The practice of being fully present (an expression used in the art of meditation), feeling your heart and greeting the next moment with an open mind, can be done at any time. You can do this before the children come running down the stairs, before a complex situation at work, when difficult emotions as fear or grief arises or just when doing the dishes. Being fully present is not always easy. It is about being aware of your senses, your heart, and your body at any particular moment, without worrying or hoping for the next. It is a moment you check in with yourself, with how you are feeling, how your body feels and accept what is going on.
You can place a hand on your heart and feel its warmth. Connecting with love and acceptance. That is not always easy either. We find it difficult at times to be kind to ourselves. We might think of ourselves as being not-ok and to place a hand over our heart might initially generate strong emotions. When that happens it can be helpful to have a sort of understanding what these emotions are, so that when we practice being fully present; being with our emotions, senses, thoughts and open heart, we do not have to run away or distract ourselves.
When I struggle in the day to be fully present, when I think I have too many woes and worries, when I have trouble not anticipating the next moment. On such a day I might go to the beach. Walking on the beach gives me that feeling of insignificance. It helps me therefore to lessen the constant stream of worries and plans and anticipations in my head, to create a bit more distance between the unnecessary chatter in my head, the models I have created and create perpetually. Keeping some distance from the thoughts in my head help me to stop identifying with the models of the world, myself, and the future which are so persistent in my head.

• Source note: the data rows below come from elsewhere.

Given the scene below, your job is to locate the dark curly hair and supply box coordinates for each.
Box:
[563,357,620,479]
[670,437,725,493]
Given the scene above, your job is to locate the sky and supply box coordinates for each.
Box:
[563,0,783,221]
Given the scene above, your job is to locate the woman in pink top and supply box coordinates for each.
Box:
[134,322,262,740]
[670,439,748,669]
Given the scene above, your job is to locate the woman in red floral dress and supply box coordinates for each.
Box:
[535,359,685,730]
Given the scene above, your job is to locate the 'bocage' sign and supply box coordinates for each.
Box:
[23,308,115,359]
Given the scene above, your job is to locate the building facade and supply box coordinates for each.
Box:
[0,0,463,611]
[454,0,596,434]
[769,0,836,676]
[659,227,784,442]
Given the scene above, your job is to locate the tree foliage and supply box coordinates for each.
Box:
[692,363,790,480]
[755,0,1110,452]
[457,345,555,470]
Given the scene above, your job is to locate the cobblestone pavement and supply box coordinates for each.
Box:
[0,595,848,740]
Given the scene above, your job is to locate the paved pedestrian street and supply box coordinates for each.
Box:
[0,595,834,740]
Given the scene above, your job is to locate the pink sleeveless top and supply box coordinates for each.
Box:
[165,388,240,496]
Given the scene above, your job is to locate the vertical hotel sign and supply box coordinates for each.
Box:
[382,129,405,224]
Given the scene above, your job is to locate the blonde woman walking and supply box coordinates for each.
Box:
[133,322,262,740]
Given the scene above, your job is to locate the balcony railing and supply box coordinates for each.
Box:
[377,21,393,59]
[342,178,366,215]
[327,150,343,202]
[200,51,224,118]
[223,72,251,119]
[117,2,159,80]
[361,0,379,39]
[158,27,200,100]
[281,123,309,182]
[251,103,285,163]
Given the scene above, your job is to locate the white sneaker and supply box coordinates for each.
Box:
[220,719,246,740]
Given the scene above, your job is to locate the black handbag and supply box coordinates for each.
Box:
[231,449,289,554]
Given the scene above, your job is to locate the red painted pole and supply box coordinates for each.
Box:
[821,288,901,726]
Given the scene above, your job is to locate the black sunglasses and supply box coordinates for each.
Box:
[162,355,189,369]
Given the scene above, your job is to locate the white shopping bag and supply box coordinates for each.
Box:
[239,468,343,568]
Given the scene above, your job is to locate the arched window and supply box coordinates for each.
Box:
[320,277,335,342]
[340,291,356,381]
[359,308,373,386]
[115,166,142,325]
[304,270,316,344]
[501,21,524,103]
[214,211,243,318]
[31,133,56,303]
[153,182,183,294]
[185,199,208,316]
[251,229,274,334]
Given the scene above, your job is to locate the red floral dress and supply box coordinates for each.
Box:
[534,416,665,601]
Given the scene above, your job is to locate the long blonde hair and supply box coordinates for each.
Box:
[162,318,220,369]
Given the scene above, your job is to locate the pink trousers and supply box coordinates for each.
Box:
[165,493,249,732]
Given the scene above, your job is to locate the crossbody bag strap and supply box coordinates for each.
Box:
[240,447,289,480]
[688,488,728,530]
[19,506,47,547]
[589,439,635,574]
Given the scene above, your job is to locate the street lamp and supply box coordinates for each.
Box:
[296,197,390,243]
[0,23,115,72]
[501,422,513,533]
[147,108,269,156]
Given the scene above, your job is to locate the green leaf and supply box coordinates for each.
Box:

It is then that I already have become aware of my senses …..the air, the slightly salty taste, the sound of the waves, the texture of the sand on the beach, the sky and the openness towards the horizon and before I know it I have not anticipated the next moment…..and there I am…… being in my body, sensing… and the moment just as it is.
The peace of wild things by Wendell Berry
When despair for the world grows in me
and I wake in the night at the least sound
in fear of what my life and my children’s lives may be,
I go and lie down where the wood drake
rests in his beauty on the water, and the great heron feeds.
I come into the peace of wild things
who do not tax their lives with forethought
of grief. I come into the presence of still water.
And I feel above me the day-blind stars waiting for their light. For a time
I rest in the grace of the world, and I am free.